一种基于Lucene改进的全文检索工具包

宋 佳1,2,诸云强1,刘润达1,2   

  1. 1.中国科学院 地理科学与资源研究所,北京 100101
    2.中国科学院 研究生院,北京 100039
  • 收稿日期:2007-05-25 修回日期:2007-05-25 出版日期:2008-02-01 发布日期:2008-02-01
  • 通讯作者: 宋 佳

Enhanced full text retrieval kit based on Lucene

SONG Jia1,2,ZHU Yun-qiang1,LIU Run-da1,2   

  1. 1.Institute of Geographical Sciences and Natural Resources Research,Chinese Academy of Sciences,Beijing 100101,China
    2.Graduate University of Chinese Academy of Sciences,Beijing 100039,China
  • Received:2007-05-25 Revised:2007-05-25 Online:2008-02-01 Published:2008-02-01
  • Contact: SONG Jia

摘要: 基于Lucene实现了一种改进的全文检索引擎工具包ELucene。它引入了索引配置文件,可针对不同应用背景来灵活定制索引的细节;提供了定时自动更新索引的功能;通过动态多态机制实现了支持多种索引数据源的功能;ELucene内部设计了引擎基础对象类,并以静态对象的方式运行来避免频繁读取索引文件带来的性能损失。面向检索,提供了检索请求类和检索响应类来分别封装用户的查询要求和查询结果集,并设计实现了一些实用的查询输入和输出处理的方法。基于ELucene的元数据搜索系统已成功应用到“国家科学数据共享工程:地球系统科学数据共享网”中。

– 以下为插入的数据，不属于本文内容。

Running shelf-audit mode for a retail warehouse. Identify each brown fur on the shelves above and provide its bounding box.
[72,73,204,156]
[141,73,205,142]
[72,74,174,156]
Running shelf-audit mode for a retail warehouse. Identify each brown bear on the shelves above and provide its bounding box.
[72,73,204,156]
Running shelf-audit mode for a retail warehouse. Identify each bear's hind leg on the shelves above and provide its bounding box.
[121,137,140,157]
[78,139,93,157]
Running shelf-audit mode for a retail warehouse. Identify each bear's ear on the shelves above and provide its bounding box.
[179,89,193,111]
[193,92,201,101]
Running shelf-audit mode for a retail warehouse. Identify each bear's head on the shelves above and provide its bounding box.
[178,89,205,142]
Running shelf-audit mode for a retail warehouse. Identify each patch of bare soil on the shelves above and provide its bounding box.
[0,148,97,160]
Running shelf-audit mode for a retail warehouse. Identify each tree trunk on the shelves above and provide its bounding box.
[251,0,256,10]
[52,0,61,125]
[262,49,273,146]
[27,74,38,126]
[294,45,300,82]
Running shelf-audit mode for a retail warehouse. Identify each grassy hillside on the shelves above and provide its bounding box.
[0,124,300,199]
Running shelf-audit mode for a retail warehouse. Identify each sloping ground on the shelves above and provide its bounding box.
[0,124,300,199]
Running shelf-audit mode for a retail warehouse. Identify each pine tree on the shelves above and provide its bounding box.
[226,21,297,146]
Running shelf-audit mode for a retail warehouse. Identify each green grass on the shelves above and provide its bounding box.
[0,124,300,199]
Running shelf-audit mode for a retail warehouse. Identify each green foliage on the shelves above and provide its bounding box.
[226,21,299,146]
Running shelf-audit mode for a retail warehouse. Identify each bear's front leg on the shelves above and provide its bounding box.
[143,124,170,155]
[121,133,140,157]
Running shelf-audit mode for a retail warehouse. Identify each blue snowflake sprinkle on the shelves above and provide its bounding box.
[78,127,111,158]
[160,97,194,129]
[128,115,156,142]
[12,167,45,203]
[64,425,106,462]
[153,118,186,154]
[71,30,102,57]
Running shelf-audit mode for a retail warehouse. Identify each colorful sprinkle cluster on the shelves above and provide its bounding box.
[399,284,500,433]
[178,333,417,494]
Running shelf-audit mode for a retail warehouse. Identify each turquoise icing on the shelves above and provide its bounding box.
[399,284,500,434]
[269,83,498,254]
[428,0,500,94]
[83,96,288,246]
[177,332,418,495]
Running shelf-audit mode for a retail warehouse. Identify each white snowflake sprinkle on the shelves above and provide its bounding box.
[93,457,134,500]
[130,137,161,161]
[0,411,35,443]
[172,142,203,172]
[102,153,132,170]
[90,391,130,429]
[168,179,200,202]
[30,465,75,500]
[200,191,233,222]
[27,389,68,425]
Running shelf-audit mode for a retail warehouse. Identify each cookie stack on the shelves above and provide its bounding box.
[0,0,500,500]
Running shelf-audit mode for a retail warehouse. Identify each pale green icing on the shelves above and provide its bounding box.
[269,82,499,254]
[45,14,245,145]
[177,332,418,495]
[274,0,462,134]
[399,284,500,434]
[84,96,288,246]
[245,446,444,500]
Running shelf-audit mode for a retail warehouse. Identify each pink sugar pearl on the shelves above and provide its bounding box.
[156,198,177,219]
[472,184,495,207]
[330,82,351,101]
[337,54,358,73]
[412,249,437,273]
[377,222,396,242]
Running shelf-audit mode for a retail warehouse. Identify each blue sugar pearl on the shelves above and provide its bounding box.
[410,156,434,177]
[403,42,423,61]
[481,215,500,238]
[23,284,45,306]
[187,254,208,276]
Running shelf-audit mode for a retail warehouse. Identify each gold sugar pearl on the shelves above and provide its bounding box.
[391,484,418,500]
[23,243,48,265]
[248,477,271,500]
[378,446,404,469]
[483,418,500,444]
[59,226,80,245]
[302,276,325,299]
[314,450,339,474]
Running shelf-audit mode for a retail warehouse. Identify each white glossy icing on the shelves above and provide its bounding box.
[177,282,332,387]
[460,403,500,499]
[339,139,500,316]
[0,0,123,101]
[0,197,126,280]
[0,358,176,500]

关键词: Lucene, ELucene, 搜索引擎, 检索, 索引, 数据共享

Abstract: ELucene,an enhanced full text retrieval kit based on Lucene,is illustrated in this paper.The details of indexing can be customized via index configuration file according to different applications in ELucene.The function of periodic indices update is provideds,and the support to kinds of data sources for indexing based on polymorphism is implemented.Class foundation objects in ELucene,which runs as static object mode,is designed for avoiding performance loss arising from frequent the disk indices reading.In searching process,the search request object and the search response object,in which some applied methods related to query input and query output are implemented,and provided for respectively encapsulating query requirements and query results.An application example of ELucene is given at the end of the paper.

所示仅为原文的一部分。